İsrailsiz bir Ortadoğu mümkün mü? ABD'nin yeni Ortadoğu politikalarını. İsrail'in ABD seçimlerinde Roomney'i desteklemesi ve ABD İstihbaratının “İsrail-sonrası Orta Doğu’ya Hazırlık” raporu bu soruyu hiç olmazsa tartışmaya değerli kılıyor.
TİMETÜRK / Umut İslam Ayar
ABD’de gerçekleşecek seçim önce Cumhuriyetçi kanat Mitt Roomney ve Obama arasında atışmalar tüm hızıyla devam ediyor. ABD’nin bundan sonraki pozisyonunu büyük oranda etkileyecek olan bu seçimde Obama’nın kazanmasına kesin gözüyle bakılıyor fakat, sonucun ne olacağı konusunda net bir kanaat oluşmuş değil.
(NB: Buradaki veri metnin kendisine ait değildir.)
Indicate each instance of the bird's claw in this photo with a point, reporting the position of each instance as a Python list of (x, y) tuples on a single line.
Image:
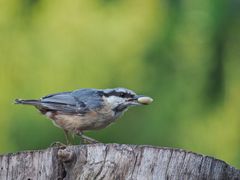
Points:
[(58, 144)]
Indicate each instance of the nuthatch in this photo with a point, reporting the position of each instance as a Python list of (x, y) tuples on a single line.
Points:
[(86, 109)]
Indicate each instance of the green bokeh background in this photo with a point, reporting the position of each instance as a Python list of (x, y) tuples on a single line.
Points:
[(185, 54)]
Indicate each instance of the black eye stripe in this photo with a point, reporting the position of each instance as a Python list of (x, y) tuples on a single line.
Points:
[(119, 94)]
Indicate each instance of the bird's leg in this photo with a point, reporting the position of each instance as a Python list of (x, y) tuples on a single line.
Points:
[(67, 137), (87, 139), (57, 144)]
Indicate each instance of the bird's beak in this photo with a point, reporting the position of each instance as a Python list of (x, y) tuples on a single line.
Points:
[(141, 100)]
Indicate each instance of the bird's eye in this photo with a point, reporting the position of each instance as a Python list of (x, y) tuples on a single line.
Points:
[(122, 95)]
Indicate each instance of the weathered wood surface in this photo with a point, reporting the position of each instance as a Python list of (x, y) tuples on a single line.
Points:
[(113, 161)]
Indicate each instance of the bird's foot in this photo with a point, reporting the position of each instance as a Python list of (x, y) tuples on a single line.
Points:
[(58, 144)]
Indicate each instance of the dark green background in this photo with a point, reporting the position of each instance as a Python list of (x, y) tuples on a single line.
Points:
[(184, 54)]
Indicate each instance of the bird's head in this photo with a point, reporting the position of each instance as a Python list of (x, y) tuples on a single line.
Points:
[(121, 98)]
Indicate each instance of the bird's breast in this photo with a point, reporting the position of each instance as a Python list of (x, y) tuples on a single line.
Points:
[(78, 122)]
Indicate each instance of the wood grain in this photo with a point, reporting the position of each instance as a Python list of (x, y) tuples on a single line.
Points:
[(113, 161)]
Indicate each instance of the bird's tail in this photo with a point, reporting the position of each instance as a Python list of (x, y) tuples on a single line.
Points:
[(27, 102)]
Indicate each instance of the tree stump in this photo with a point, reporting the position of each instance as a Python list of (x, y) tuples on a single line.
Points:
[(113, 161)]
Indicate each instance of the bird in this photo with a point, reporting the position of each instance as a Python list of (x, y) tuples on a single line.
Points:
[(86, 109)]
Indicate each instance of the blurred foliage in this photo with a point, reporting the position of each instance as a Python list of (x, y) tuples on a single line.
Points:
[(185, 54)]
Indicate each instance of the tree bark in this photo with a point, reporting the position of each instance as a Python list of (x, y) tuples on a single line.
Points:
[(113, 161)]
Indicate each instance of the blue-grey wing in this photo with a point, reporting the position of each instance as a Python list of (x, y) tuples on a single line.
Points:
[(89, 97), (64, 102)]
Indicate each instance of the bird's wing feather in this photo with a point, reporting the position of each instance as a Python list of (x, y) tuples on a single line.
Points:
[(64, 102)]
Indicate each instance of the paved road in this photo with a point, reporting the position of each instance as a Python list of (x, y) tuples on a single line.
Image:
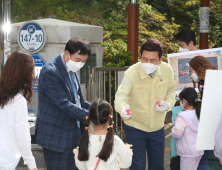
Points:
[(166, 154)]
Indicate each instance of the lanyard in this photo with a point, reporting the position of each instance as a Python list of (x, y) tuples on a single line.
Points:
[(70, 76)]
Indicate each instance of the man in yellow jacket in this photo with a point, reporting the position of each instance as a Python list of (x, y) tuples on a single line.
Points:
[(148, 87)]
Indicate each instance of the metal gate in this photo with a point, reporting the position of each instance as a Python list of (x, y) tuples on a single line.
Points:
[(103, 84)]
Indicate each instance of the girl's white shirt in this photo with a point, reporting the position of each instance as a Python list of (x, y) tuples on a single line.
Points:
[(95, 146), (15, 139)]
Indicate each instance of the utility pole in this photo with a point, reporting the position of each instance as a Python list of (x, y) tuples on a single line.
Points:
[(204, 23), (133, 29)]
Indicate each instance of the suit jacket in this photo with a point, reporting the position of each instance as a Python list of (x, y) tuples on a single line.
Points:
[(57, 110)]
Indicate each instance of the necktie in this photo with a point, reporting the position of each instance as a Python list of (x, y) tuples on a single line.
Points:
[(74, 86)]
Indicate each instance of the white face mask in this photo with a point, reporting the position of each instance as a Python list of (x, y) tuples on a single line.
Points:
[(149, 68), (194, 77), (181, 105), (74, 66), (183, 50)]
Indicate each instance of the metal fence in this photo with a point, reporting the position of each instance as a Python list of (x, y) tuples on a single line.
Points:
[(103, 84)]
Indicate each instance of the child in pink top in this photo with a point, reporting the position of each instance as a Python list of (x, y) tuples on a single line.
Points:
[(186, 128)]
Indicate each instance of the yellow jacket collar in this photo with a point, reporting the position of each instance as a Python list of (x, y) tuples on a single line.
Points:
[(143, 74)]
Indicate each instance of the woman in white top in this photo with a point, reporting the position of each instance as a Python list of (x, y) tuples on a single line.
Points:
[(99, 148), (16, 82)]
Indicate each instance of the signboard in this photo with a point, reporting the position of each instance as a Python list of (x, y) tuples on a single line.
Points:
[(39, 63), (120, 77), (211, 110), (31, 37), (84, 72), (180, 64), (204, 19)]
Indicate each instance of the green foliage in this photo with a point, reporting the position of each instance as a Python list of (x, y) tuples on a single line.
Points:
[(159, 19), (116, 54)]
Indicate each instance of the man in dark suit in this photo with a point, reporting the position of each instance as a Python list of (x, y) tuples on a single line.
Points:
[(62, 109)]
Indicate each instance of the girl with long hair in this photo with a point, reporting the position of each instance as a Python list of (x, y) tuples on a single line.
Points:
[(99, 148), (186, 128), (16, 83)]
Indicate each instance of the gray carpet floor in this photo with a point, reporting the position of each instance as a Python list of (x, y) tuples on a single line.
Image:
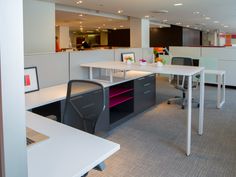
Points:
[(153, 142)]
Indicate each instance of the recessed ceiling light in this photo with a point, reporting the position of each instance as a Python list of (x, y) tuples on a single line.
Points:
[(178, 4), (79, 2)]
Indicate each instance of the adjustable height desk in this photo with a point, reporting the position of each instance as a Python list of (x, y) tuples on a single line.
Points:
[(188, 71)]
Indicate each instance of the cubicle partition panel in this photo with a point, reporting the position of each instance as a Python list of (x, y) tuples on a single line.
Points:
[(222, 58), (147, 54), (77, 58), (137, 52), (53, 68)]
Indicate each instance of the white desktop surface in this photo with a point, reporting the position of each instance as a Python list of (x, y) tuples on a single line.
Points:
[(68, 152), (166, 69), (57, 93)]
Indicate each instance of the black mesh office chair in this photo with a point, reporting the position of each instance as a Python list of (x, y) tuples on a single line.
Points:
[(181, 82), (82, 111)]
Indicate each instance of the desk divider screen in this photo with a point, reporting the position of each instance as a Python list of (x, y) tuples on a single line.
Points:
[(137, 53), (77, 58), (53, 68)]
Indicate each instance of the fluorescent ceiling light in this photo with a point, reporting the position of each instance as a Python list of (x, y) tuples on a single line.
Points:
[(155, 23), (79, 2), (89, 12), (178, 4)]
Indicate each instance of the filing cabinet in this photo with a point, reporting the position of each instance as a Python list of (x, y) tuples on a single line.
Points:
[(144, 93)]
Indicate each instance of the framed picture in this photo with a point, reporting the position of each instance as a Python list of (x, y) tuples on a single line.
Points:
[(128, 57), (31, 79)]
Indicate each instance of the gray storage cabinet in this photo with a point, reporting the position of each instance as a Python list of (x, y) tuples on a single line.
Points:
[(144, 93)]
Seçim kampanyasının başından bu yana Obama’ya dış politika eksenli sert eleştiriler yönelten Roomney’in etki alanı Aziz Nesin tarzı ‘Ülkenin %47 ‘si aptal’ yorumu ile bir hayli düşüşe uğradı. Fakat, Hz. Muhammed’e hakaret filmine karşı Müslümanlar tarafından gerçekleştirilen protestolarda ABD büyükelçiliklerine saldırılar düzenlenmesi, Libya büyükelçisinin Kaddafi ‘ye benzer şekilde öldürülmesi Roomney’in dış politika eksenli eleştirilerini haklı çıkarır bir yansıması olduğunu söyleyebiliriz ABD toplumu için.
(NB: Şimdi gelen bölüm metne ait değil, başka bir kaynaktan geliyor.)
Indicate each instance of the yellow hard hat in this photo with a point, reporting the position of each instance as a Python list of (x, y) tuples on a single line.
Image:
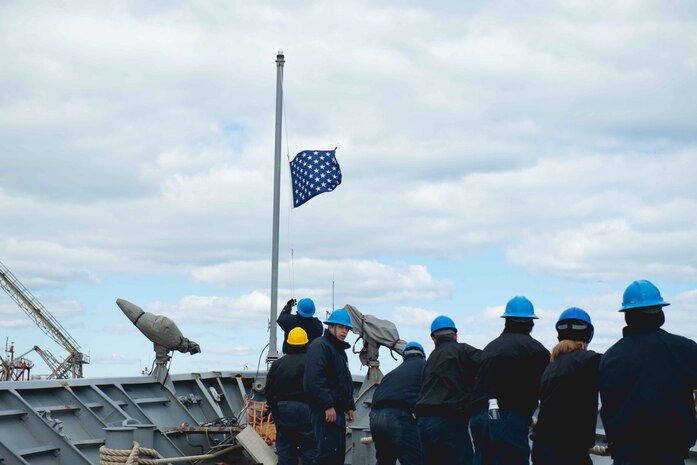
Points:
[(297, 337)]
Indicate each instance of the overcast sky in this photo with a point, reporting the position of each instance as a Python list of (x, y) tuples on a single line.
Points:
[(488, 149)]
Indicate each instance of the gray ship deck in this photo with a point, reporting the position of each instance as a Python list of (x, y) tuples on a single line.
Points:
[(65, 422)]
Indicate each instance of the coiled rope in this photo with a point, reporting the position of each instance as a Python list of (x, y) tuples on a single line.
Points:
[(133, 456), (128, 457), (600, 450)]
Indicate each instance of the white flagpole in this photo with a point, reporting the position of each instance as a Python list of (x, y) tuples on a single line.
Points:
[(273, 353)]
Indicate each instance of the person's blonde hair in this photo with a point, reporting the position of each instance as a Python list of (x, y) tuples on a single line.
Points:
[(567, 345)]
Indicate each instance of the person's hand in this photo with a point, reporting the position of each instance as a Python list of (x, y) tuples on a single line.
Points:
[(330, 415)]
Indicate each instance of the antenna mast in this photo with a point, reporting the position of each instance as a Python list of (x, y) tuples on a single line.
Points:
[(273, 353)]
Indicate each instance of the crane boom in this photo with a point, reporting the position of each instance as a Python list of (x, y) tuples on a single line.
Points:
[(44, 320)]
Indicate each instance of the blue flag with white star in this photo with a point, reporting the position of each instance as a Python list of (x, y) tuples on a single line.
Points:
[(312, 173)]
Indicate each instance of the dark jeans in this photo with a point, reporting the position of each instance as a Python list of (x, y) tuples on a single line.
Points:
[(395, 436), (544, 453), (331, 438), (500, 442), (445, 440), (635, 455), (294, 435)]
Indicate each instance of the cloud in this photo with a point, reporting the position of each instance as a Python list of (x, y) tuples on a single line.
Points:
[(354, 281), (410, 316), (219, 310), (136, 143)]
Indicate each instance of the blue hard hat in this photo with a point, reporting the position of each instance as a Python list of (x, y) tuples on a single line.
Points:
[(443, 322), (339, 317), (576, 322), (413, 345), (306, 307), (519, 307), (641, 294)]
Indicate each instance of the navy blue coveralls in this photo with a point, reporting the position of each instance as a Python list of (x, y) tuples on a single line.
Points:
[(392, 421), (566, 422), (510, 371), (287, 321), (442, 406), (328, 381), (646, 384), (291, 412)]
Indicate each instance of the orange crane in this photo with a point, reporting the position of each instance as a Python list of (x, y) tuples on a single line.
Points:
[(71, 367), (15, 368)]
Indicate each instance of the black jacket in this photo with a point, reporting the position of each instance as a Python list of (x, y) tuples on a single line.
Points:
[(447, 379), (646, 384), (327, 377), (400, 388), (510, 371), (569, 401), (285, 378), (288, 321)]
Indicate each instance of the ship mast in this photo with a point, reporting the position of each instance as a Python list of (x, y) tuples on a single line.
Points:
[(273, 353)]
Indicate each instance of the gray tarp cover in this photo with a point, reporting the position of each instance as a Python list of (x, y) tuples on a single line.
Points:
[(375, 333), (160, 329)]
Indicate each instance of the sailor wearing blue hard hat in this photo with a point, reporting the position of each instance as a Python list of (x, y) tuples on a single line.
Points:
[(507, 384), (392, 421), (445, 391), (328, 381), (304, 318), (647, 380), (568, 413)]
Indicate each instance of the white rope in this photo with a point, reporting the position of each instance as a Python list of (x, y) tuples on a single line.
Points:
[(132, 457), (599, 450)]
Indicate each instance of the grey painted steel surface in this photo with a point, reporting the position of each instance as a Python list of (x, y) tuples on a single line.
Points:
[(65, 422)]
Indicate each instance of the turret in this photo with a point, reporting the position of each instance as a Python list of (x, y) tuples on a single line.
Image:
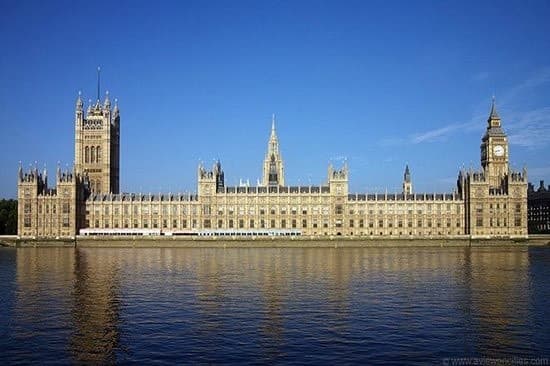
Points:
[(338, 180), (273, 171), (407, 184)]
Obamaya yöneltilen eleştiriler genellikle; ABD’nin dış politikasının yaptırım gücünün azaldığı ve bölgede aktör olmaktan çıktığı şeklindeydi. Ayrıca Ortadoğu’da ki halk ayaklanmalarını desteklediği için bölgede İsrail’in konumunu tehlikeye attığı şeklinde eleştirilerde sık sık dillendirildi. İsrail’de devrimlerin başından beridir aynı tavır ve eleştiriler takındığını biliyoruz.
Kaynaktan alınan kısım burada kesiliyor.